Before buying a PC, you check out every store and every online deal to find the best price. If not new, a used PC from a friend or colleague may offer the best value for your money. But do you thoroughly check its every component before actually buying it?
In the excitement of getting a new PC, most people often forget to check whether their future PC is working perfectly, and often regret afterwards when something malfunctions or doesn’t work as expected. Yes, PCs are usually covered by warranty but it’s a hassle to give them in for repair or replacement as it takes a lot of time. Plus, a used PC might not even have warranty. So it’s better to be safe than sorry.
This article lists the important applications and tools you can use to check some of the vital hardware components of your new/used PC.
1. Checking Screen for Dead Pixels
The screen on which you’re reading this text is made of very small pixels, which display three basic colors: Red, Green & Blue. Sometimes one or more of these pixels can malfunction, causing them to display only one color or not turn ON at all.

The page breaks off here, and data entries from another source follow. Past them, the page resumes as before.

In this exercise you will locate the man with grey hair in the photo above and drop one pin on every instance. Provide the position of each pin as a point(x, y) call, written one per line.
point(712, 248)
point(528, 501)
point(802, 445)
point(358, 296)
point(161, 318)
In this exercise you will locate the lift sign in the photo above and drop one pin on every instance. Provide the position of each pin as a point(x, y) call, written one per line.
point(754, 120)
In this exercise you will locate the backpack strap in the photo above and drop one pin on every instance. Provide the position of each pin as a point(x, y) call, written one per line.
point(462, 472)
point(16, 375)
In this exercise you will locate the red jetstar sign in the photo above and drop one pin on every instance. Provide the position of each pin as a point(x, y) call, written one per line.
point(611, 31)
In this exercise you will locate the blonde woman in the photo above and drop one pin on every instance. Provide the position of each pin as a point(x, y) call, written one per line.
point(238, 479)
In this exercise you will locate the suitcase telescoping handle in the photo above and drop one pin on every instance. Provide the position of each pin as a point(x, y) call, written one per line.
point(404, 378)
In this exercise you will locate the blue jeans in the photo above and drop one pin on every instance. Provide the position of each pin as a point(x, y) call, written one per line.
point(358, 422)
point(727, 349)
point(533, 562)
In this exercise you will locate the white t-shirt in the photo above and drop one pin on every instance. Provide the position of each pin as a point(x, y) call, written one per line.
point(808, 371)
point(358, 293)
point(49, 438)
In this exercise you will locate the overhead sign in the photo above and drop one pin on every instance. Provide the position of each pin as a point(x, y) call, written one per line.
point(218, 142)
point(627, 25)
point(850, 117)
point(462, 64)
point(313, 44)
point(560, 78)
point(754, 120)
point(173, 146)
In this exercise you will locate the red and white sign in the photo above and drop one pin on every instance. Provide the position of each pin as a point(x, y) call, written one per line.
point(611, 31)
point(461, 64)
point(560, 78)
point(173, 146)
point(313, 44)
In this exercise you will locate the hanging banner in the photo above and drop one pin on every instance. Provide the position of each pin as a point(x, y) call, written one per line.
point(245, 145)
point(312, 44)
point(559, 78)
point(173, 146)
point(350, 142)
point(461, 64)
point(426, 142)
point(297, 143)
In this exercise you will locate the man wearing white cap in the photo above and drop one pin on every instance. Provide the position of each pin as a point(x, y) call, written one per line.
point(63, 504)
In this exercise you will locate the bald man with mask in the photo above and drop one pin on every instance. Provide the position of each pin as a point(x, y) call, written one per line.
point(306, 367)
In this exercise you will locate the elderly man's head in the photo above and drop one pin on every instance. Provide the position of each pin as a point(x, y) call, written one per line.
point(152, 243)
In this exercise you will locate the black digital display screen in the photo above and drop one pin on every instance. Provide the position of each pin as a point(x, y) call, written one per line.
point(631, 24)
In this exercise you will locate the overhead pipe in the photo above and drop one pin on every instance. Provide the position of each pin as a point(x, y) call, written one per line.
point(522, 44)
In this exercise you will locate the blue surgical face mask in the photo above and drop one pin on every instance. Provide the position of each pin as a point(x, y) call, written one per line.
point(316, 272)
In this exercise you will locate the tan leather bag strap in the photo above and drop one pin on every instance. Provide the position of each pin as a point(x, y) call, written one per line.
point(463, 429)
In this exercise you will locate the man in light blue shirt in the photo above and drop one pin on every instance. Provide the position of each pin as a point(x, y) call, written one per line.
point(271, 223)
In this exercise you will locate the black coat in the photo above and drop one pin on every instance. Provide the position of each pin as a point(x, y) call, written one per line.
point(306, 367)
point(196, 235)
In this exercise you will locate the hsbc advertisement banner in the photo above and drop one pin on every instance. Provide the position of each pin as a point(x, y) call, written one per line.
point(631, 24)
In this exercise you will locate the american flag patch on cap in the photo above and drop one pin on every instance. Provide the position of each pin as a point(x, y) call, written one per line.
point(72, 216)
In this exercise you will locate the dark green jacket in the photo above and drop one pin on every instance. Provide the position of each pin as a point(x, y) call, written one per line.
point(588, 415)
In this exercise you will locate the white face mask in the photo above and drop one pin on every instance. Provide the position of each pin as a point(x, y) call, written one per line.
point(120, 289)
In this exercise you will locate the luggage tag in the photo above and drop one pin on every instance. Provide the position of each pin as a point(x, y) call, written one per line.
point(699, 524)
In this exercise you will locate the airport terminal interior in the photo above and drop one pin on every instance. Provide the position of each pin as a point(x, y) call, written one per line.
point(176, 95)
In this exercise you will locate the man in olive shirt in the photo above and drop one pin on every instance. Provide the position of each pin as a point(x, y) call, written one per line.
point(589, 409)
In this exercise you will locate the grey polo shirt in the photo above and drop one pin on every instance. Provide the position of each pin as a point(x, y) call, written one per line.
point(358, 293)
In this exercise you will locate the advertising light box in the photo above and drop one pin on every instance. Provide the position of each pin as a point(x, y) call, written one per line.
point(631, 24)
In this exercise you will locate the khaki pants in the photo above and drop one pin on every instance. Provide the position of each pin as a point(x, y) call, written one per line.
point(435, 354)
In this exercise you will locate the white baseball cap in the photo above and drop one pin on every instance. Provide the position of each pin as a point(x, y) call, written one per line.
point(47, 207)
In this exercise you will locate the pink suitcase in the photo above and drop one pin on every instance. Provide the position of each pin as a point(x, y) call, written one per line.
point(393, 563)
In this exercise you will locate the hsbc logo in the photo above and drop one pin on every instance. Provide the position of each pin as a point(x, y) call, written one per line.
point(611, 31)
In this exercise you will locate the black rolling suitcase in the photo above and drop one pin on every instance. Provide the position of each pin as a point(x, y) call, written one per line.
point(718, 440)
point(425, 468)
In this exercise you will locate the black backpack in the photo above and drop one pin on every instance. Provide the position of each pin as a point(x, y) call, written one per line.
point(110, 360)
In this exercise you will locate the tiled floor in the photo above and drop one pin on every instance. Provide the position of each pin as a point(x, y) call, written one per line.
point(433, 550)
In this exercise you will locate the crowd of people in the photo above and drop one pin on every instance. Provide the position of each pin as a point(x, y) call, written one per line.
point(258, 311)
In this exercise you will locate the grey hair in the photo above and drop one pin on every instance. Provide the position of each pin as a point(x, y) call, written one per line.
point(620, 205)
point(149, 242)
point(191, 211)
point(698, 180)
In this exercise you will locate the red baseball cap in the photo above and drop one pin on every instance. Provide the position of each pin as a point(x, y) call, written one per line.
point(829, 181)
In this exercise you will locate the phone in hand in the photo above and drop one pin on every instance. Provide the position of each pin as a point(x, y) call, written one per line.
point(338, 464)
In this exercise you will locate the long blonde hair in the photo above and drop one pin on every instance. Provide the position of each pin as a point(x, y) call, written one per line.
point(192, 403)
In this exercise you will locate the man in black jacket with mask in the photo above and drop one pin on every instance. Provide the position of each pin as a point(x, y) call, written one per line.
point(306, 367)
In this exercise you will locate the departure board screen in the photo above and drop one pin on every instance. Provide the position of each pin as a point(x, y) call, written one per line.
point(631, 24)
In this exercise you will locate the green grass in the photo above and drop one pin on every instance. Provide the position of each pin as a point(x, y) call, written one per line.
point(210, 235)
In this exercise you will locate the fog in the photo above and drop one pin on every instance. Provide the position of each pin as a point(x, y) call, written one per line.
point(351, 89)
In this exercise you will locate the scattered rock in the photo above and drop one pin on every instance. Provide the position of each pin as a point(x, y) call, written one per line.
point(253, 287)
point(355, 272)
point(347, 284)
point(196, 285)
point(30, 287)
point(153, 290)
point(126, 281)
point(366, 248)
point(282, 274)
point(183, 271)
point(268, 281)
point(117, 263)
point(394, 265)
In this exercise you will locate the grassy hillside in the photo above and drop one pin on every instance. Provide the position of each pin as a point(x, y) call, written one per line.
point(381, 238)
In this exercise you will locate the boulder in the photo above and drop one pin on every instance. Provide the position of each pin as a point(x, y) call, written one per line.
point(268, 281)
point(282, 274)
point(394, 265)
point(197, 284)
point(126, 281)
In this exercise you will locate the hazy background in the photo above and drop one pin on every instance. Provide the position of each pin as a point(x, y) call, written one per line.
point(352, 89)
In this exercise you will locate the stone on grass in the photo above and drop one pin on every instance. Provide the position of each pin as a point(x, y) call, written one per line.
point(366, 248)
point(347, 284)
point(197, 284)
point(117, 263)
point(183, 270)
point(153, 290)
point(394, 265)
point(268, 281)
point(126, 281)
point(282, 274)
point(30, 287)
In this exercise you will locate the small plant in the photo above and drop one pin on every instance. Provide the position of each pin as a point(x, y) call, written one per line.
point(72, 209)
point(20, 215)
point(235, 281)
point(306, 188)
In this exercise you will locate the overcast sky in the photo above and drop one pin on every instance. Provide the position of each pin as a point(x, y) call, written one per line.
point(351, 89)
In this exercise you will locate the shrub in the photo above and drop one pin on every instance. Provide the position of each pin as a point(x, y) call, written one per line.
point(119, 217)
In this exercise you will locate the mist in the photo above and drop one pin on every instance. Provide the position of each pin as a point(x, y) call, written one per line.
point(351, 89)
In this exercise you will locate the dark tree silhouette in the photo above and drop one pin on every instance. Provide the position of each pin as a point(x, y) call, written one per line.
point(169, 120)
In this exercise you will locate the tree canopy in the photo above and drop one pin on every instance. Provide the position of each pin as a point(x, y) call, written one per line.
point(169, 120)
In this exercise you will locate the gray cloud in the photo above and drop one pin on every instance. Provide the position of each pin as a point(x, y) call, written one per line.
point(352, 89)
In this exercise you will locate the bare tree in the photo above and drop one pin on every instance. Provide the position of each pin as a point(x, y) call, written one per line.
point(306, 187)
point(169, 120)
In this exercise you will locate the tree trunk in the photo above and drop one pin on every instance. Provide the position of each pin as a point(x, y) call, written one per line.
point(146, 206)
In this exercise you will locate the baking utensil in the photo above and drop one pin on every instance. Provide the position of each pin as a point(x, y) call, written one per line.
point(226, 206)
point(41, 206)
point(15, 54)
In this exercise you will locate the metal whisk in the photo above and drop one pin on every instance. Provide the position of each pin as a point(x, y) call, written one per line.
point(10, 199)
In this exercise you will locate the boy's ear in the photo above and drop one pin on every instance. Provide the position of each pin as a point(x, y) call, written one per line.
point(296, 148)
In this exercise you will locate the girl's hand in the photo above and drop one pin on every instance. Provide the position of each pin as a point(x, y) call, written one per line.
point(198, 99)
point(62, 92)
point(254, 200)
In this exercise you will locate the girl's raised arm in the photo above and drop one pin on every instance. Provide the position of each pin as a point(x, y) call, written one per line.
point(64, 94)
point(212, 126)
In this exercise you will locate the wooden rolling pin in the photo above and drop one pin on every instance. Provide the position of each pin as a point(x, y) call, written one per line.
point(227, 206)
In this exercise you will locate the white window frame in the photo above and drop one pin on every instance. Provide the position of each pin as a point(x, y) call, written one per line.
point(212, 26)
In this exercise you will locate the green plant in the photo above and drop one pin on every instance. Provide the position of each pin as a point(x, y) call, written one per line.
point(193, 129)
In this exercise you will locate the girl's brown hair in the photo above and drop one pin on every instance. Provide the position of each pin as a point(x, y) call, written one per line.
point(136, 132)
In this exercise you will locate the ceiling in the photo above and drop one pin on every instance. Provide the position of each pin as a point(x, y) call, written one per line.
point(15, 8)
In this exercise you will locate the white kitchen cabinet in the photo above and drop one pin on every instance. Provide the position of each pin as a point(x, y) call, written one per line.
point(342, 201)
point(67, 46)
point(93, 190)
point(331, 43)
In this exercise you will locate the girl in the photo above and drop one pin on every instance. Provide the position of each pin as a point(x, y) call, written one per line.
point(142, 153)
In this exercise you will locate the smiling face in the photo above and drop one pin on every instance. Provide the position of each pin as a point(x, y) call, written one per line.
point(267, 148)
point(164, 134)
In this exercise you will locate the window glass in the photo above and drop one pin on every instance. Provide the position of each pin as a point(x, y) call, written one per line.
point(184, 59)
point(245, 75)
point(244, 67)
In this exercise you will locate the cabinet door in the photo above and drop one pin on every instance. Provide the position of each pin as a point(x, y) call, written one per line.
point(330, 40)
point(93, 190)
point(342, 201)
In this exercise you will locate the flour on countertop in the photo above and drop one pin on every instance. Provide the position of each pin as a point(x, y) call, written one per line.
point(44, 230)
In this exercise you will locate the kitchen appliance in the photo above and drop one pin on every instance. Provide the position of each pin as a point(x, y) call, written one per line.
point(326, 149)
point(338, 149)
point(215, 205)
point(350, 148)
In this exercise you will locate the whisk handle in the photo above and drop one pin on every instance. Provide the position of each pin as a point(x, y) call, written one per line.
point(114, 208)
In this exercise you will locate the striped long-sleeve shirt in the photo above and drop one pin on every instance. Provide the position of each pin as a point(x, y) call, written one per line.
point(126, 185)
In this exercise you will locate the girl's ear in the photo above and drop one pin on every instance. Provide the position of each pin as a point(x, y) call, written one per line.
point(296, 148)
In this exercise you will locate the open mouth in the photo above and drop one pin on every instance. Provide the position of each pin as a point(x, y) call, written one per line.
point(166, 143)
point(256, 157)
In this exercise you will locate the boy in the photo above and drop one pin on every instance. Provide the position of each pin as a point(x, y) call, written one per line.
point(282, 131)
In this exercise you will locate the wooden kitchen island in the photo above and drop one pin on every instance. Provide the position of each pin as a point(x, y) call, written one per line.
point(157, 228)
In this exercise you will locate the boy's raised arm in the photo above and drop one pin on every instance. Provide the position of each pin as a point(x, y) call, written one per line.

To check whether your PC’s screen has faulty pixels, you can use the online tools Dead Pixels Test or CheckPixels, or do the same test offline using this. These tests display various colorful pages that make it easy for you to spot a dead pixel. It is advisable to run these tests in full-screen, which can be done by pressing F11 in any browser.
2. Checking the Keyboard
Many people don’t think of the keyboard as a vital component of their PC, but it’s a very important part as it is used in almost all tasks. Checking the keyboard becomes even more important for laptop users since they have to send the whole laptop for repair.
You can check whether each key on your keyboard is working by using the online tool KeyboardTester or using an offline tool such as this.
3. Checking HDD/SSD Health
A HDD or SSD contains the operating system and all those precious episodes of Breaking Bad, so it becomes absolutely important that the HDD/SSD is at 100 percent health. No, I am not making any video game reference; storage drive performance and reliability are indeed measured in ‘Health’ percentages.
This is also a topic of concern, especially for a used PC, as you are not initially aware about the condition of the drive. There are separate tools available to check health of both the HDD and SSD. For hard disks you can use HDSentitel.
All the drives connected to the PC are listed on the left. Here, the main parameter to look for is obviously Health. HDSenitel also explains the meaning of the health percentages and the probable steps that should be taken. So for just a few bad sectors and some IO errors you should not throw out your drive.
Each manufacturer decides what number of bad sectors qualifies a disk for replacement and they may ask you to check using their proprietary tool. Check your HDD manufacturer’s website to know about their policy and tools.
For SSD there is a dedicated application, aptly named SSDlife, which also shows health in percentage and the expected life of the SSD. Same as hard disks, bad sectors can occur in SSDs too and the replacement policy again depends on each manufacturer.
4. Checking the CPU and GPU
CPU and GPU are those main components that do all the main processing, which enables you to use MS office or play Candy Crush. So it is necessary that these two components should be in perfect condition. For testing both, we use Furmark.
For testing on low-end PCs with no dedicated GPU, set the resolution to 1280×720 and for medium to high-end PCs that have a dedicated graphics card, resolution from 1280×720 to 1920×1080 (full HD) can be set. If while running the test your screen suddenly flickers or distorts then it’s probably a sign of problems in the GPU.
To test the CPU, open CPU burner and select Start to run the test. Here as well, a sudden shutdown, flickering, or the PC getting hung up completely indicates either a fault in hardware or inefficient cooling.
Note: Do take care not to run the above tests for a very long duration as it can cause thermal shutdown of the PC due to overheating.
5. Checking the RAM
RAM: the one component that is recommended to increase your PCs performance. If you visited downloadfreeram.com after reading the previous line, you should probably not continue further with the test. Just kidding – anyways, errors in RAM can lead to the Blue Screen of Death (BSOD) or booting problems. The test for checking RAM is called Memtest86+ (Linux users may already know this).
But this test is not as simple to perform as others. You will have to make a bootable media (USB or CD), as the test can be performed only during bootup and takes a minimum of 30 minutes to complete. Less tech-savvy users may skip the test if they prefer, as RAM is also one of the components that are less prone to failure. However if you want to perform it, head over to Memtest86+ to read the instructions.
Other than these tests, you should also check the USB ports, the headphone and microphone jacks, as well as any other ports like DVI, HDMI, and ethernet if you have the appropriate devices and cables.
The store personnel or the owner may sometimes refuse to let you install new applications on a PC before buying, but you should try to calmly explain to them that it’s better to be safe than sorry. A trip to the service center and having to deal with replacement procedures are more tiresome than performing a few tests.
Now you’re armed and ready to select a sound and healthy device. Good luck with your new or used PC!